Closest I ever got was reading the PDFs in Acrobat on my phone and turning on "Flow" mode which tries to take the main body of text and make it one continuous body.
It was OK, but it ocassionaly lost track of where it was and you'd either read something out of order or miss a paragraph/page.
But yeah, I don't know of a good way I'm afraid. Many of these rule books have important information in images, tables and sidebars which don't fit the kindle experience.
"Calibre" is what you're looking for, though you might have to play around with different settings and formats to get things to look right.
Extracting raw text from PDFs is not a solved problem, but since you can copy-paste text from it, that means this PDF won't require extensive OCR at least.

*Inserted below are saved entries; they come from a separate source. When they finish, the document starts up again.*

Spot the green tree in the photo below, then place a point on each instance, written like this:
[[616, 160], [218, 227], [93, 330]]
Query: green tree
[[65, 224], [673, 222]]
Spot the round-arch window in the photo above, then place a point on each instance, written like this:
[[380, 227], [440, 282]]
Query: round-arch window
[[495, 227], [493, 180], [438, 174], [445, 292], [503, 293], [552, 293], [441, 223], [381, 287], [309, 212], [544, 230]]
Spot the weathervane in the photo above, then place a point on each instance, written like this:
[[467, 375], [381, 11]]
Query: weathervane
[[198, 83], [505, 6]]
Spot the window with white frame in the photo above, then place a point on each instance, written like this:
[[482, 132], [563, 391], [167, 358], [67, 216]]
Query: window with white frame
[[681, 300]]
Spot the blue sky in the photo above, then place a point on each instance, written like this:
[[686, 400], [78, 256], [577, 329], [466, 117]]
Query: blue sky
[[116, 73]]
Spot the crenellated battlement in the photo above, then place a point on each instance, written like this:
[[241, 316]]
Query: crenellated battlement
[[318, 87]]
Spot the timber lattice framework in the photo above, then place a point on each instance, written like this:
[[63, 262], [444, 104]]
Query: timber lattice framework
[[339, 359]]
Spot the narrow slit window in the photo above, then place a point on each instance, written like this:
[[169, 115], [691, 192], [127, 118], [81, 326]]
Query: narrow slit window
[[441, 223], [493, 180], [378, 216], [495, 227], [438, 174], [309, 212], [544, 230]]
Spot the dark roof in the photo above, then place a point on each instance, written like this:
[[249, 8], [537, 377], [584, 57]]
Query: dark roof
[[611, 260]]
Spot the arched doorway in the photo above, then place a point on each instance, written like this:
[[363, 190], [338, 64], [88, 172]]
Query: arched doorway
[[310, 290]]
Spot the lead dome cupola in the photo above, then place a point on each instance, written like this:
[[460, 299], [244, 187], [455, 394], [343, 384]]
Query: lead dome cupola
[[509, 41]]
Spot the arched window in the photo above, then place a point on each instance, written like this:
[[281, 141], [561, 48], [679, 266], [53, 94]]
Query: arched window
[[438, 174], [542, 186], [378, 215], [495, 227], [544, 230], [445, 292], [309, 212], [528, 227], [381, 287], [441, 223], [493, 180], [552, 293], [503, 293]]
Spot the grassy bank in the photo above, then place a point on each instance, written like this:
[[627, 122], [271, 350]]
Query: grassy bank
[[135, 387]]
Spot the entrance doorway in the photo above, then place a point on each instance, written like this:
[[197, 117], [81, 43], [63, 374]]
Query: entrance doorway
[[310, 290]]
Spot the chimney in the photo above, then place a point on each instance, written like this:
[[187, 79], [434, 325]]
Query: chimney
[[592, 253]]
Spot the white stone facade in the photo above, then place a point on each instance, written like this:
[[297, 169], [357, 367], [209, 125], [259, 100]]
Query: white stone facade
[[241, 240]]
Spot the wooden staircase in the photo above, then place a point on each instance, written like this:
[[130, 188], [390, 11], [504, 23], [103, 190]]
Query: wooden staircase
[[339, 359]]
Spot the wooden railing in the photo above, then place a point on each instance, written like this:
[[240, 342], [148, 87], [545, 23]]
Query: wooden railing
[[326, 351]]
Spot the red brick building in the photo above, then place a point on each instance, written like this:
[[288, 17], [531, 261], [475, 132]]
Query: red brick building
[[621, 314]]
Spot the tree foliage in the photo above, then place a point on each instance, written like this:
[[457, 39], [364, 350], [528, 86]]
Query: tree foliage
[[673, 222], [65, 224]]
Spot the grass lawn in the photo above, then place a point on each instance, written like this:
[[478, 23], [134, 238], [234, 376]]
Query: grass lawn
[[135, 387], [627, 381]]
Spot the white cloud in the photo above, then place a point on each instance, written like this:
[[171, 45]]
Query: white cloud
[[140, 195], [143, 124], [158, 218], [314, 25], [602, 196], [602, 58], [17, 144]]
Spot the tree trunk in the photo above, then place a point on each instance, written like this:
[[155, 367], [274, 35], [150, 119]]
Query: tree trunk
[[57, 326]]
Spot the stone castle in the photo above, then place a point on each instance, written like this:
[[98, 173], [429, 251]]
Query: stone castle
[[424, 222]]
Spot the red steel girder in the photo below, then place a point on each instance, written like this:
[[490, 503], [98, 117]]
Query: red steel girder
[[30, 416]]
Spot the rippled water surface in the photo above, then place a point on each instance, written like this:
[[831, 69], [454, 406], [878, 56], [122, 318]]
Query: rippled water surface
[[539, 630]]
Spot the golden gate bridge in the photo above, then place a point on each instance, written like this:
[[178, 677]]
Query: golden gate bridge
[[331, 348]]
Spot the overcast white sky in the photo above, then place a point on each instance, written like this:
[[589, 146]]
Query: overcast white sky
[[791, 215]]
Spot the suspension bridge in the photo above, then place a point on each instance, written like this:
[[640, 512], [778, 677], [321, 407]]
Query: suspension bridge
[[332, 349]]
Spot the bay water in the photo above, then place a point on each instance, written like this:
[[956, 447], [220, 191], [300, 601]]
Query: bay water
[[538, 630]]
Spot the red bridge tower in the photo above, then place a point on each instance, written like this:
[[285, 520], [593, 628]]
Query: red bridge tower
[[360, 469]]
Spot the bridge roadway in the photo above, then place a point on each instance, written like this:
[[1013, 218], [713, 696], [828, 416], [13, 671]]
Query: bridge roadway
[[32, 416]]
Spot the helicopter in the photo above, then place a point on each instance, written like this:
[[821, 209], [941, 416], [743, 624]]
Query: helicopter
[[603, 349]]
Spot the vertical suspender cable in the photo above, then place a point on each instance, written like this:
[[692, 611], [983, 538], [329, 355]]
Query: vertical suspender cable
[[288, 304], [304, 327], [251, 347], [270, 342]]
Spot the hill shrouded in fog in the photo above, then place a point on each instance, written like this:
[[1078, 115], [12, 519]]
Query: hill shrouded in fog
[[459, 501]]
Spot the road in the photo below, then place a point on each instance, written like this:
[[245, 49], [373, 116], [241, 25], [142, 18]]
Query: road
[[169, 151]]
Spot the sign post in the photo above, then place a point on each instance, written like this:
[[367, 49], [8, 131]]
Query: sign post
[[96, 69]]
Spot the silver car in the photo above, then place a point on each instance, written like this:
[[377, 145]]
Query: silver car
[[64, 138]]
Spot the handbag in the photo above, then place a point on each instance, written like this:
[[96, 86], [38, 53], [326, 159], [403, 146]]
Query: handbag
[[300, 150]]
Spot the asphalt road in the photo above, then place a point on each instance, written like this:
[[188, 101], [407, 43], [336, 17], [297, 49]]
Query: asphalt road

When I worked on a component to extract text from PDFs at my last job, I used Apache Tika -- you need to be at least a little technical to get it set up, but there's a docker image so to get it set up to run one PDF through it shouldn't be too tough if you have enough knowledge for that.
If money's not an issue, the OCR solution from Abby works pretty well in my experience (we used to use it at work for a project a few years ago).